Other sources of creditor rights that were highlighted include recharacterization, equitable subordination, preference, and fraudulent conveyance. Under the doctrine of recharacterization, claims may be characterized as equity, which results in the holder of those claims being unable to receive payment until other claims are satisfied in full. Turning to equitable subordination, the Bankruptcy Code provides the court with the power to relegate a creditor’s claim to a lower priority than it would otherwise enjoy under non-bankruptcy law so that the claim is subordinated to the claims of other creditors that have been injured by the creditor’s conduct. Generally, this will require wrongful conduct by the creditor holding the subordinated claim. Insiders who are also creditors are the most likely targets of this scrutiny and challenge.

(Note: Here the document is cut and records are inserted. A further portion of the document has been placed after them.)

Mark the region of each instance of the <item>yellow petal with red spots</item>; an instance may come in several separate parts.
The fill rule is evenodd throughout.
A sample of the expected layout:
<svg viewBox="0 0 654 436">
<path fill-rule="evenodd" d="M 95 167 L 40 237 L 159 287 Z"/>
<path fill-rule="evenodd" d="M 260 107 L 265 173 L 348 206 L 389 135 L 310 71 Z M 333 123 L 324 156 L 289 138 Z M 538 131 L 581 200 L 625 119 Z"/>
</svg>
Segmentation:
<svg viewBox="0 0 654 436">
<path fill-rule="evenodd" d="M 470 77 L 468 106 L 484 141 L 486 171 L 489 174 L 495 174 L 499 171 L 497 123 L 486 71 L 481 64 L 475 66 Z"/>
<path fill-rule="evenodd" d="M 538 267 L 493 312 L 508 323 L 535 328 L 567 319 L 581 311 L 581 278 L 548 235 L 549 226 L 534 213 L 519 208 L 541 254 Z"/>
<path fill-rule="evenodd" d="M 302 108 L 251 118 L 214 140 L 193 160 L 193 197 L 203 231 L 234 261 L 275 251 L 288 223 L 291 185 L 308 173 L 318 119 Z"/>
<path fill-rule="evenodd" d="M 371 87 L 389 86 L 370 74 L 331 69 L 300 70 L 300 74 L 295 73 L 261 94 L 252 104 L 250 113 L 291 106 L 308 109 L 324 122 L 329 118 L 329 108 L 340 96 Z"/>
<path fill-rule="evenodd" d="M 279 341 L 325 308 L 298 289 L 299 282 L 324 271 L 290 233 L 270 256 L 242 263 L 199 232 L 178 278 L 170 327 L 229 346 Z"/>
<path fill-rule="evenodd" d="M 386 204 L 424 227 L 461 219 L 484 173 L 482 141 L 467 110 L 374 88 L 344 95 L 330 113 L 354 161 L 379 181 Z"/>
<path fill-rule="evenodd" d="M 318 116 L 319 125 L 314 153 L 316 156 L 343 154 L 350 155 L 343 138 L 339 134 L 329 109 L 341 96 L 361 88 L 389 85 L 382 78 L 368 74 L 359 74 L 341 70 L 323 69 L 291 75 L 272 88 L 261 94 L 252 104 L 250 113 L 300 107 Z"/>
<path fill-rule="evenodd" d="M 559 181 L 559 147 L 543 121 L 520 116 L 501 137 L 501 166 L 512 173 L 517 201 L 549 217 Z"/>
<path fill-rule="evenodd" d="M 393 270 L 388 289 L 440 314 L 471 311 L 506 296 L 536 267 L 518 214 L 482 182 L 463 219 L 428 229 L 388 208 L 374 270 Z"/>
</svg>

A preference is a transfer of the debtor’s property that the debtor made to a creditor for antecedent debt, while the debtor was insolvent, within 90 days prior to the filing of a bankruptcy petition for relief (one year if the transfer was made to an insider). The transfer enabled the creditor to receive more than it would have received if the transfer had not been made and the debtor had been liquidated. The panelists noted that preference claims are less likely to exist against lenders (payments to fully secured creditors are usually not preferences). Noting that the current trend is to apply the doctrine of substantive consolidation sparingly, the panelists discussed the elements of this equitable remedy that results in, amongst other things, combining the assets and liabilities of the entities to be consolidated, such that claims between those entities are eliminated and the unsecured creditors of the entities become creditors of the combined entity that are satisfied from the resultant common fund. This effectively redistributes wealth among creditors of various entities because the entities are likely to have different debt-to-asset ratios, and it negates any structural subordination among the entities consolidated.
Finally, the panelists reviewed the defensive mechanisms which a borrower in financial distress could use to protect itself, such as an exchange of its existing loans for new loans at a discounted price. The panelists concluded by cautioning investors to understand the investment risks of each particular credit before investing, because any identified holes that are not plugged should at least be fully understood at the outset.